Pastorale, a selection of wood-engravings by Lucien Pissarro (son of Camille), was printed on three of Joseph Batchelor’s hand-made papers made to William Morris’ specification, from the original blocks lent to us by the Ashmolean Museum in Oxford. Charles Ricketts had advised his friend Pissarro to use this paper in the first place, but Lucien had preferred to use the French Rives, and the result we got from the blocks a hundred years later bears out Ricketts’ recommendation.
We were fortunate in having the Flower and Otter papers to hand, which came to us in the collection of hand-mades from Oxford University Press, and the Morgan Library in New York generously allowed us to have some of their precious stock of the third paper, the Crown and Sceptre, made for Pierpont Morgan around 1910 and never used.

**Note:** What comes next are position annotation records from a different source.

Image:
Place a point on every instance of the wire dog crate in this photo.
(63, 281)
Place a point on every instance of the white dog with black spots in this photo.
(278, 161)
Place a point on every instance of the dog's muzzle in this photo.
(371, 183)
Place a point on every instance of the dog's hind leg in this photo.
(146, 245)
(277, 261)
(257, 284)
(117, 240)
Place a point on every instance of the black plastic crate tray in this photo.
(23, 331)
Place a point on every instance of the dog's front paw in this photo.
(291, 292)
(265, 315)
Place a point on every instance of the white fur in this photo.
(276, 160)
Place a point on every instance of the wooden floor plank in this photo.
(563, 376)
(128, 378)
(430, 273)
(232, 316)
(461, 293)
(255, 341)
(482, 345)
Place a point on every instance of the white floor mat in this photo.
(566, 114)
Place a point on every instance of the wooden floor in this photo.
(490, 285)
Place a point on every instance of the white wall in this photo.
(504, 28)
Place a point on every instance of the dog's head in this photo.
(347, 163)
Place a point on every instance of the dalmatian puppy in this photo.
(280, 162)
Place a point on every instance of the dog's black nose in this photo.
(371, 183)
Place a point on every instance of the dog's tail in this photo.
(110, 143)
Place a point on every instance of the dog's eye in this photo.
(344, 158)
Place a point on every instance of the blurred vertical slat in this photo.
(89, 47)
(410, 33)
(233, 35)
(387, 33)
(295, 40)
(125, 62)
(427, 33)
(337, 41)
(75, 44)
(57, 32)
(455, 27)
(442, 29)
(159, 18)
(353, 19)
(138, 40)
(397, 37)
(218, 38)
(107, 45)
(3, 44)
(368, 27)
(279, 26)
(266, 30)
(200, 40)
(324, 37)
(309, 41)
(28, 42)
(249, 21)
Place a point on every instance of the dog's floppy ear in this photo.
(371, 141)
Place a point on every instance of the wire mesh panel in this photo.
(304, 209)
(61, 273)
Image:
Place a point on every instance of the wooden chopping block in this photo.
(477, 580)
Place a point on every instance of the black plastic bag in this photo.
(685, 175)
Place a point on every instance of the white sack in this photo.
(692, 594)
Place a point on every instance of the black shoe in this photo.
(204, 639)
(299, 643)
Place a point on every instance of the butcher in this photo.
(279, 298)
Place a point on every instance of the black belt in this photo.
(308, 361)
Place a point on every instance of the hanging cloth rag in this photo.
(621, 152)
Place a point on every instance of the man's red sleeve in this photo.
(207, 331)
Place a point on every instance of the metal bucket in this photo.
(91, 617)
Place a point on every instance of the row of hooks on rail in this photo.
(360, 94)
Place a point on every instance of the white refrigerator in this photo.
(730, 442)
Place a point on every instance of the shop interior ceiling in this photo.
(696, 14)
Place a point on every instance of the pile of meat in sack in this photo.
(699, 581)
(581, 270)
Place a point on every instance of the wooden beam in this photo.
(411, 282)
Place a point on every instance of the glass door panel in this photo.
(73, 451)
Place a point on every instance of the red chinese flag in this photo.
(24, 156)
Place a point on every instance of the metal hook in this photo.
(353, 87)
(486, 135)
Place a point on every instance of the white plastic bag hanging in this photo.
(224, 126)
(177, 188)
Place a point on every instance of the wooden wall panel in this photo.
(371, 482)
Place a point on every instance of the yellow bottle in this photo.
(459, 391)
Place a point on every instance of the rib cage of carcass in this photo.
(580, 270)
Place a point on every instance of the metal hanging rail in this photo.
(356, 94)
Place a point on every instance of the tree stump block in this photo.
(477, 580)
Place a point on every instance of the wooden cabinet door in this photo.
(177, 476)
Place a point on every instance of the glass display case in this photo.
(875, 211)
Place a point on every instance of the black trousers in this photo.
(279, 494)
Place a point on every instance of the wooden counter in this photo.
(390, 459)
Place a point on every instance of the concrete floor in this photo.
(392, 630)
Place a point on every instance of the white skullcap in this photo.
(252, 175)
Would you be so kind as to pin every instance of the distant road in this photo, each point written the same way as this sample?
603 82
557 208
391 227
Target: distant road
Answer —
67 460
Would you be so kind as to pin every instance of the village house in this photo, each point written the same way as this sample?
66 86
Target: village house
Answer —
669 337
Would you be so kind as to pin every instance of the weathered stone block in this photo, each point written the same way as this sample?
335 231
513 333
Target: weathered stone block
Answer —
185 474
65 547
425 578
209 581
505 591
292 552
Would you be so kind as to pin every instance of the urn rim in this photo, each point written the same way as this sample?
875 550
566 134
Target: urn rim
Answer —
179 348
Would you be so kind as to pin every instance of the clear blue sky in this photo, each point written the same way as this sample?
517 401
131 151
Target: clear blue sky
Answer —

The full story of the paper is told by John Bidwell in his introduction to Pastorale.
We made an inauspicious start when we were printing the blue block of one of the colour subjects and found after fifty or so copies that we were using the wrong block (the colour blocks appear very similar in the wood). The black block (seen here) on the adjacent page had already been printed, and it seemed little short of criminal not to make use of this irreplaceable paper. So we set a keepsake around the black block, ignoring the blue image on the other side of the sheet.

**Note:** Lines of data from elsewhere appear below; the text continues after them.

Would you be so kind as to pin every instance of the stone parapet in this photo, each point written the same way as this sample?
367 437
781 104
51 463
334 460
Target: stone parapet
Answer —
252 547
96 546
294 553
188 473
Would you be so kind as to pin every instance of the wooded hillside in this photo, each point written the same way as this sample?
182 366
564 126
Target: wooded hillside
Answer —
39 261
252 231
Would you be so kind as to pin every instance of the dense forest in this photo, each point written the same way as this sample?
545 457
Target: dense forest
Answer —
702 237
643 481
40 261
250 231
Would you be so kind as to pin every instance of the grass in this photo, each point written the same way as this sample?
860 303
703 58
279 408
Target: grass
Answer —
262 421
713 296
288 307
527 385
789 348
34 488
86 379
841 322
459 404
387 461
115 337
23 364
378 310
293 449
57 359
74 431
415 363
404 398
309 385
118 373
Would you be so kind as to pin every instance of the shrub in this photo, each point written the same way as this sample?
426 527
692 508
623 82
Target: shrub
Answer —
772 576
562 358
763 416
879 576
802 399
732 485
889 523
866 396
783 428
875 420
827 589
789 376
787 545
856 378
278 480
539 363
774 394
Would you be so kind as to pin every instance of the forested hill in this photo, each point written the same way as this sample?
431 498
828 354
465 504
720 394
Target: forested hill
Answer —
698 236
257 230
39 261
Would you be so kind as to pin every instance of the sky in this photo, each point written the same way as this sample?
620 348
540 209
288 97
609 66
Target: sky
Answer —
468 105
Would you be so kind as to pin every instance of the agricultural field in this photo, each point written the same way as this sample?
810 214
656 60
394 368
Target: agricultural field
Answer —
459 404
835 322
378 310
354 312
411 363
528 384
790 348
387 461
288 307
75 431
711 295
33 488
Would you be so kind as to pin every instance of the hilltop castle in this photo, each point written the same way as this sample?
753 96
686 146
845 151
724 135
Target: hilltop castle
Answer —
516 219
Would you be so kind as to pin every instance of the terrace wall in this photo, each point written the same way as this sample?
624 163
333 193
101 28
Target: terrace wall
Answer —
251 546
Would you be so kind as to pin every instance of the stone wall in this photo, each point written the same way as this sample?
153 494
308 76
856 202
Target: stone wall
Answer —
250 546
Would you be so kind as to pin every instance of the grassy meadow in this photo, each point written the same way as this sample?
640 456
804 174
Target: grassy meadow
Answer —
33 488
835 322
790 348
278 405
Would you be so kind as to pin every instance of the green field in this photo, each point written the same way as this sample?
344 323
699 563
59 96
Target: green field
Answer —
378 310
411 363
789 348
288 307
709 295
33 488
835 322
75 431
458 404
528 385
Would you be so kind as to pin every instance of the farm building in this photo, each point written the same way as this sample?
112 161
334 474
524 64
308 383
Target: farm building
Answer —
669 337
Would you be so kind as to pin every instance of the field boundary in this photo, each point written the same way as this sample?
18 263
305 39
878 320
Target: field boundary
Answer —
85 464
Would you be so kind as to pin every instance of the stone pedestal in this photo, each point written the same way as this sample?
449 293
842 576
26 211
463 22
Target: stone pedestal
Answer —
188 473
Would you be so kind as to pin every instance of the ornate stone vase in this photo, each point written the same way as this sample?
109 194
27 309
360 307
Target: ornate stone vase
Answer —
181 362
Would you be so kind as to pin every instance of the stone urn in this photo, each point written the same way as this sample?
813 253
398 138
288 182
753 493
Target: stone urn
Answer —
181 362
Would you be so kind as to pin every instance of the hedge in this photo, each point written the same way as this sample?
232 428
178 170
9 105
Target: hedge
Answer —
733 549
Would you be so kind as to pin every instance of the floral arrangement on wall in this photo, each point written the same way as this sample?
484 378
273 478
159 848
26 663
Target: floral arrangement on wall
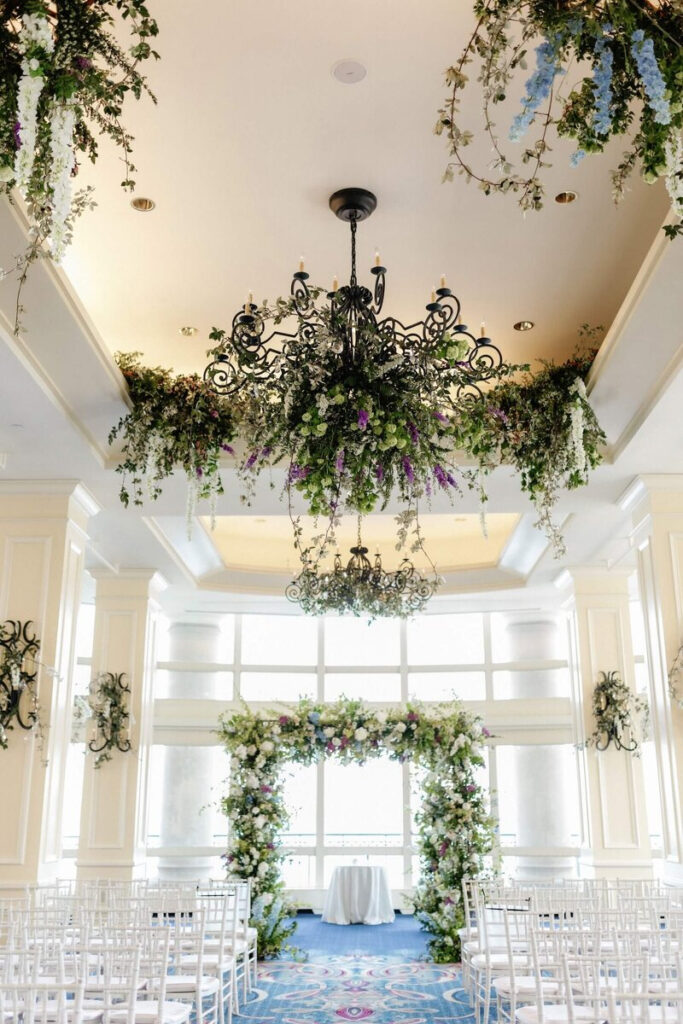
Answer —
455 828
108 707
621 716
176 422
18 674
596 71
65 77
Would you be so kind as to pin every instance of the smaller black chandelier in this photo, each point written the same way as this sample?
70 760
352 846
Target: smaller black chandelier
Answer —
361 587
18 670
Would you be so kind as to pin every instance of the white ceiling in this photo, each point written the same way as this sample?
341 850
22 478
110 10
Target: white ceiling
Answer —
251 135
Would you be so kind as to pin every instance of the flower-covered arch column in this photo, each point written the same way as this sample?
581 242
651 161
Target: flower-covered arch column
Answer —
455 828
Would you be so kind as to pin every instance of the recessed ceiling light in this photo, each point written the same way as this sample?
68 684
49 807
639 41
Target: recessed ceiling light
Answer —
142 204
349 72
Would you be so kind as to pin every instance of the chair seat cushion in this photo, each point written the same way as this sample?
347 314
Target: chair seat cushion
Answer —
151 1012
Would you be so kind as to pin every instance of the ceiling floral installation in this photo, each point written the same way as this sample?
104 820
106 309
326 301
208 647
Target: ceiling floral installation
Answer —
65 77
455 829
596 71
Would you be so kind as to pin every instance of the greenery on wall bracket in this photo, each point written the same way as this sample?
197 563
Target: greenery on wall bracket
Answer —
108 706
622 717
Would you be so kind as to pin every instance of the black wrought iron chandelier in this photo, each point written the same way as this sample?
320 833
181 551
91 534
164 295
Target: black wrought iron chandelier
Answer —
361 587
18 670
249 355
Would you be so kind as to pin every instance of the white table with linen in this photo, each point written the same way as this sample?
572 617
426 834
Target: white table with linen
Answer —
358 894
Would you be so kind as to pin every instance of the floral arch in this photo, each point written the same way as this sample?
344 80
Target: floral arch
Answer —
454 826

This reprint is on the Otter paper, the only one of the three Batchelor papers we still have a stock of. The three papers have virtually identical surfaces and weights, only the sizes differ slightly, hence the formats of the three editions of Pastorale differ very slightly.
11 x 15 ins, 96-, 24- and 14-point Caslon, Batchelor’s Crown and Sceptre paper, wood-engraving by Lucien Pissarro, 50 copies.